Dünya prömiyerini Sundance Film Festivali’nde yaptıktan sonra Berlin’de Altın Ayı için yarışan yapım, 1968 yılına götürüyor seyirciyi. Chicago’da, tipik bir Amerikan ailesinin evine konuk oluyoruz. Kariyer basamaklarını hızla tırmanan avukat koca Will (Chris Messina), iyi eğitim almasına rağmen evinde kocasına eşlik, çocuğuna annelik yapmayı tercih etmek zorunda kalmış ‘sarışın’ Amerikan annesi Joy (Elizabeth Banks) ve 15 yaşlarındaki kızları Charlotte’tan (Grace Edwards) mürekkep bir aile bu. Joy hamiledir ancak gebeliği devam ettirmesi halinde hayatını riske atacaktır. Hepsi erkeklerden oluşan bir sağlık kurulu tarafından kürtaj yaptırmasına izin verilmeyince başının çaresine bakmak zorunda kalır. Önce sağlıksız bir yere gidip son anda vazgeçen Joy, tesadüf eseri “Call Jane” çağırısını görüyor. İşte Jane Kolektifi’yle böyle tanışıyor.
Bir grup kadının yer aldığı bu oluşum çok sıkı güvenlik tedbirleri altında istenmeyen gebeliklere son veren ama kadınların sağlıklarını da ihmal etmeyen bir yapı. Yalnızca bu da değil, kadınların birbirleriyle dayanıştığı güçlü bir organizasyon. Joy, organizasyonun etkili isimlerinden Virginia’nın (Sigourney Weaver) çağrılarına kayıtsız kalamaz ve önce ufak işler, ardından önemli meselelerde destek atar. Artık o da bir Jane’dir!
Film iki koldan ilerletiyor hikâyesini. İlki, kadınların bedenlerine dair kararları vermesinin engellendiği, erkek yasalarının ve yöneticilerinin hüküm sürdüğü ama değişimin de kapıda olduğu bir dönemin portresini çiziyor. İkinci olarak Will, Joy ve Charlotte arasındaki dinamiğe, yani aileye odaklanıyor. Kanımca ikisini de tam olarak yapamıyor ama film.

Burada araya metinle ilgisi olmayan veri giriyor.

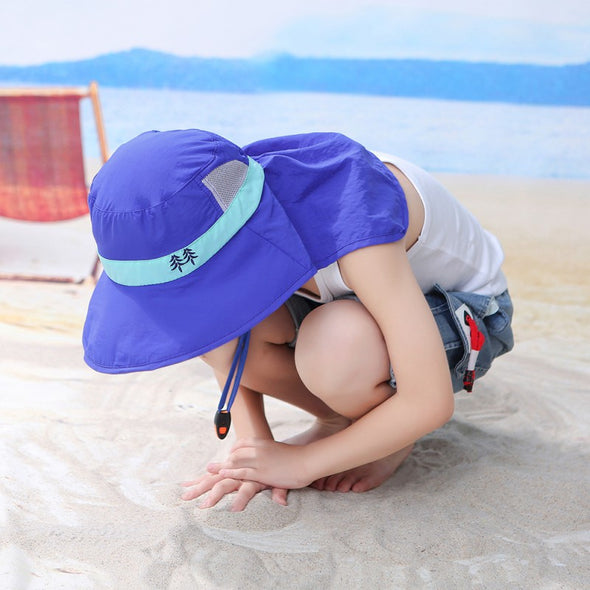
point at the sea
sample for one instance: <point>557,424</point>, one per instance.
<point>438,135</point>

Belki anlatının mecburiyetlerindendir ama 68’in ruhunun filmin içine yeterince yedirildiğini söylemek zor. Kendi derdi içinde fazla kalıyor, asıl meselesini gereğinden fazla çerçeveliyor bence. Kastettiğim ana meselesini azaltması değil ama bu başkaldırının, alınan risklerin dönemin ruhunun bir yansıması olduğu gerçeğinin altının yeterince çizilememiş olması. Hatta organizasyonun kadın hareketinin diğer bileşenleri içindeki yeri ve önemi de eksik bırakılıyor. Daha çok o yapıdaki kadınlar arası dayanışmanın ve iş birliğinin öneminin altı çiziliyor. Burada bir çekincemi söylemeliyim. Belki dönemin koşullarında “herkes kürtaj yapabilir” fikri makul görülüyordu ama bugün filmin bunun yanında duruyor alması biraz aklımı kurcaladı. Konunun uzmanı değilim tabii.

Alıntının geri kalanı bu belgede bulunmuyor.